Diaz claims that the District Court failed to comply with Rule 32 by not explicitly ruling on his motion for a downward departure which was based on the proposition that his criminal history category II overrepresented his criminal history. 2 Because Diaz did not raise this argument to the District Court when the Court *595 asked if Diaz had any objection to the imposed sentence, we review his claim for plain error.

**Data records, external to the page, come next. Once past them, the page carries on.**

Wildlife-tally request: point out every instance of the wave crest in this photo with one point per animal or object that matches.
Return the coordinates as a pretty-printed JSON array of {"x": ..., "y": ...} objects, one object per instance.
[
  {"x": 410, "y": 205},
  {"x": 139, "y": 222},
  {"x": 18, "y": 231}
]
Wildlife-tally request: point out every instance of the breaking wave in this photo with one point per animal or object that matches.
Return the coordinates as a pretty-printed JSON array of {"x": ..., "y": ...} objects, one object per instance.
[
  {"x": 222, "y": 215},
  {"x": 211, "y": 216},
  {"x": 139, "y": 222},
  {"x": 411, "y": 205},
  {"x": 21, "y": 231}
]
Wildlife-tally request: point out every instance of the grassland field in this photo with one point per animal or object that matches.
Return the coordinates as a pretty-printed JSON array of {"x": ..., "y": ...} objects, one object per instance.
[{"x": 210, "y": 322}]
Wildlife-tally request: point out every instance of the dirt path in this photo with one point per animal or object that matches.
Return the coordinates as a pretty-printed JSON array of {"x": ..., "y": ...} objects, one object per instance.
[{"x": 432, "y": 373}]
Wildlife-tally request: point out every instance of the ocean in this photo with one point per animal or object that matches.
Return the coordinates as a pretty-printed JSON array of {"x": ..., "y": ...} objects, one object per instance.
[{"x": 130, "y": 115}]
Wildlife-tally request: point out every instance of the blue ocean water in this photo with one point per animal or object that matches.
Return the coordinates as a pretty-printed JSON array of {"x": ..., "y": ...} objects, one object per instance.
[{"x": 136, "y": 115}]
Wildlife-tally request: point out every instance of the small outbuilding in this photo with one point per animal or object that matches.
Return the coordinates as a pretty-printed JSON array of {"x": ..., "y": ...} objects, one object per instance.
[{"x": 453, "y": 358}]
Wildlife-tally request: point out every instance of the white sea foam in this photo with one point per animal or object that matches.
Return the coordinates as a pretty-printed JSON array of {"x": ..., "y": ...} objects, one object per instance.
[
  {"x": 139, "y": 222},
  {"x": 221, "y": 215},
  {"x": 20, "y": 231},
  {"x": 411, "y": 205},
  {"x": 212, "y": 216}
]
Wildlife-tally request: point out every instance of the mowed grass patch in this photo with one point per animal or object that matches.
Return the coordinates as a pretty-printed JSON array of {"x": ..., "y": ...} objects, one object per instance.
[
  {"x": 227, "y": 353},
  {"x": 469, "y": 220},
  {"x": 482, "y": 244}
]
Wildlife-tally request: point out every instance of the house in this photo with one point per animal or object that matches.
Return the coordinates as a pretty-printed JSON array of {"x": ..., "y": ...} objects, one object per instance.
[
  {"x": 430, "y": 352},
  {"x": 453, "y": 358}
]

While it is undisputed that the District Court did not expressly state that it had ruled on Diaz’s motion for a downward departure, the record is clear that the Court did implicitly rule on that motion. The PSI established an advisory guideline range of 87-108 months’ imprisonment based on offense level 28 in criminal history category II. The advisory range was 78-97 months with a criminal history category I. The Court, in sentencing Diaz to 87 months, provided explicitly that while “there is an increase by criminal history category of [II] ... I do note that the 87 months still falls within the guideline range for a criminal history category [I].” Thus, the record supports unambiguously that the Court did in fact rule on the matter. The Court did not err, much less commit plain error.

III.

Diaz argues that the District Court erred in its calculation of loss attributed to his conduct, thereby imposing a higher enhancement under the Sentencing Guidelines than his conduct merited. In accordance with the recommendation of the PSI, the District Court imposed a 20-level enhancement for fraud based on the loss amount of $7,268,037. Diaz argues that the Court erred in its loss calculation by incorrectly attributing to him loss from a fraudulent real estate transaction that Diaz claims was caused unilaterally by one of his co-conspirators. Specifically, Diaz claims that although he participated in defrauding a mortgage lender in the transaction, he believed that the co-conspirator would use the proceeds of the fraudulently-obtained loan to pay back an earlier mortgage, thereby lessening the amount of loss. Instead, the co-conspirator did not pay back the mortgage, and the Court attributed that loss to Diaz. Diaz concludes that if the Court calculated loss without including that amount, it would have imposed an 18-level enhancement rather than a 20-level enhancement. 3

We review a district court’s loss calculation for clear error. United States v.